Can you speed this up?

Running from the IDE this takes around 60 seconds to execute, when compiled it takes around 2 seconds, this is unusable when trying to rapid prototype using the data which can vary in size and composition. Does anyone have any ideas on speeding it up when running in the IDE short of caching the results between executions (cache it in a built app and using the cache when running from the ide) or running it via xojoscript so it doesn’t have the IDE/debugging overhead?

Thanks

#Pragma BackgroundTasks False
#Pragma BoundsChecking False
#Pragma NilObjectChecking False
#Pragma StackOverflowChecking False
#Pragma BreakOnExceptions False

Dim mb As New MemoryBlock(1e6 * 200) '200MB file

'for testing, place a marker at the end of the file (could be anywhere)
mb.UInt32Value(mb.Size - 4) = &hDEADBEEF

Dim loc As Integer = 0
Dim test As UInt32 = 0
Dim s, e As Double = 0.0

s = System.Microseconds

Do
  test = mb.UInt32Value(loc) 'I'll need to work on this value in the loop so it can't be moved
  loc = loc + 1
Loop Until test = &hDEADBEEF 'stop when we hit the marker

e = System.Microseconds

Dim d As Double = (e - s) / 1e6

MessageBox(d.ToString())

What is the speed using For … Next ?
Using for next removes the loc = loc + 1 line.

Use a ptr variable.
Assign the memoryblock before the loop.

Then use ptr to access memory inside the loop.

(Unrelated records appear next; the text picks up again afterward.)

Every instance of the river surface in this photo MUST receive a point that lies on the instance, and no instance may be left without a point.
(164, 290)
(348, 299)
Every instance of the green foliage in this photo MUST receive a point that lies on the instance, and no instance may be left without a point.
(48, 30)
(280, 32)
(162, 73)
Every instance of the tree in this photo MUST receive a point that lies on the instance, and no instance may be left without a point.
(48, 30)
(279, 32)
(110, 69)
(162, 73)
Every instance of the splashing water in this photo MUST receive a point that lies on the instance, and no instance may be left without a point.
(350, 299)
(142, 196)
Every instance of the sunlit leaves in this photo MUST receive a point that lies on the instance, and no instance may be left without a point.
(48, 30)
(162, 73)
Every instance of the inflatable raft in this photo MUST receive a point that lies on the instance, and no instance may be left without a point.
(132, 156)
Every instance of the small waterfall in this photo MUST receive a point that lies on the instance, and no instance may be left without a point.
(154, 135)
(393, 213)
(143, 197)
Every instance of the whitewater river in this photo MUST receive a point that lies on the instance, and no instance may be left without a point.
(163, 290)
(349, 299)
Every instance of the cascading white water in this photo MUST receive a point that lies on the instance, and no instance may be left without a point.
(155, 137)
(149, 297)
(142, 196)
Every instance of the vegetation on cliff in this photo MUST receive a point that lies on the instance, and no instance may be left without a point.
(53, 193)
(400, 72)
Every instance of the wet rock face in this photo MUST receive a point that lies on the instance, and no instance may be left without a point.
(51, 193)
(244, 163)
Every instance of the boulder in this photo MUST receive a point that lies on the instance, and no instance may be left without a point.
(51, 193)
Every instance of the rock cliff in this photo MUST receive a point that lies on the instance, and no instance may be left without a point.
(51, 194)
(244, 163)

Thanks for the suggestions.

No difference

Slower, now 70 seconds

Something like this:

#if not DebugBuild
  #pragma BackgroundTasks False
  #pragma NilObjectChecking False
  #pragma StackOverflowChecking False
  #pragma BoundsChecking False
#endif

var markerMB as new MemoryBlock( 4 )
markerMB.UInt32Value( 0 ) = &hDEADBEEF
var marker as string = markerMB

Dim mb As New MemoryBlock(1e6 * 200) '200MB file

'for testing, place a marker at the end of the file (could be anywhere)
mb.UInt32Value(mb.Size - 4) = &hDEADBEEF

Dim loc As Integer = 0
Dim s, e As Double = 0.0

s = System.Microseconds

var bytePosition as integer = 0
const kChuckSize as integer = 10 * 1024

do
  var chunkSize as integer = min( kChuckSize, mb.Size - bytePosition )
  var chunk as string = mb.StringValue( bytePosition, chunkSize )
  loc = chunk.IndexOfBytes( marker )
  if loc <> -1 then
    loc = loc + bytePosition + 1
    exit
  end if
  
  bytePosition = bytePosition + kChuckSize - 3
loop until bytePosition > ( mb.Size - 4 )

e = System.Microseconds

Dim d As Double = (e - s) / 1e6

MessageBox(d.ToString())

0.18s here.

I can’t just skip over all the data as I need to work on each byte.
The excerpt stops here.